The SEC Is Supposed to Protect Investors, Not Take Away Their Rights, Force Them into Secret, Unfair & Biased Arbitration Proceedings, and Let Corporations Keep Tens of Billions of Dollars Stolen From Investors
In a recent interview with Politico Pro, SEC Commissioner Hester Pierce shared her thoughts on a wide range of topics, including her view that companies should be allowed to force shareholders into what is called “mandatory arbitration.” That’s just a fancy way of saying that corporations can take away shareholders’ rights (1) to join together when defrauded, (2) to get a fair hearing in open court, and (3) to be represented by sophisticated lawyers who can match the corporations’ army of lawyers. Put differently, she thinks corporations should be able to force each shareholder to individually hire a (frankly, unaffordable) lawyer to take on the corporation that ripped them off in secret, biased and unfair arbitration proceedings where the corporation almost always wins and where there are few if any rules protecting the shareholders.
Better Markets President and CEO, Dennis Kelleher, responded to these anti-investor views in Politico’s Morning Money:
“SEC Commissioner Peirce’s view that the SEC should allow corporations to take away the rights of ripped off shareholders to recover their money in court and force them into unfair, biased and expensive arbitration violates the SEC’s primary mandate to protect investors.

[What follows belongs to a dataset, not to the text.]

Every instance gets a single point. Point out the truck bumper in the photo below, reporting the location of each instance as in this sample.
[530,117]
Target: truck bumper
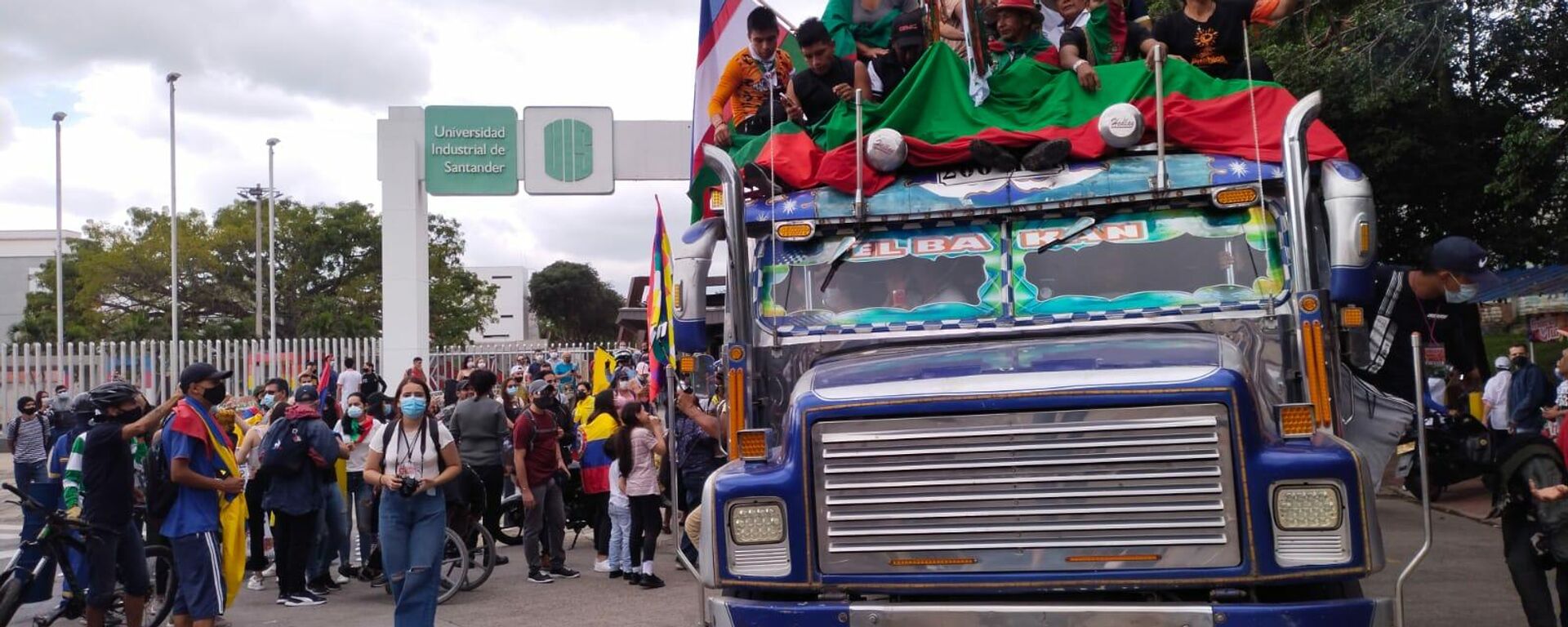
[725,611]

“It also fails to punish lawbreakers and actually enriches them because corporations will be able to keep the tens of billions of dollars wrongfully taken from their investors, rather than being forced by class actions to return those ill-gotten gains to investors.”
SEC Chair Clayton has indicated that allowing corporations to strip shareholders of their legal rights and force them in to mandatory arbitration is not a high priority for him. We have urged him to oppose all such anti-investor efforts, which would be the most anti-investor actions ever taken in the history of the SEC and would be a stain on the agency’s reputation, which would suffer irreparable damage for such a dereliction of duty.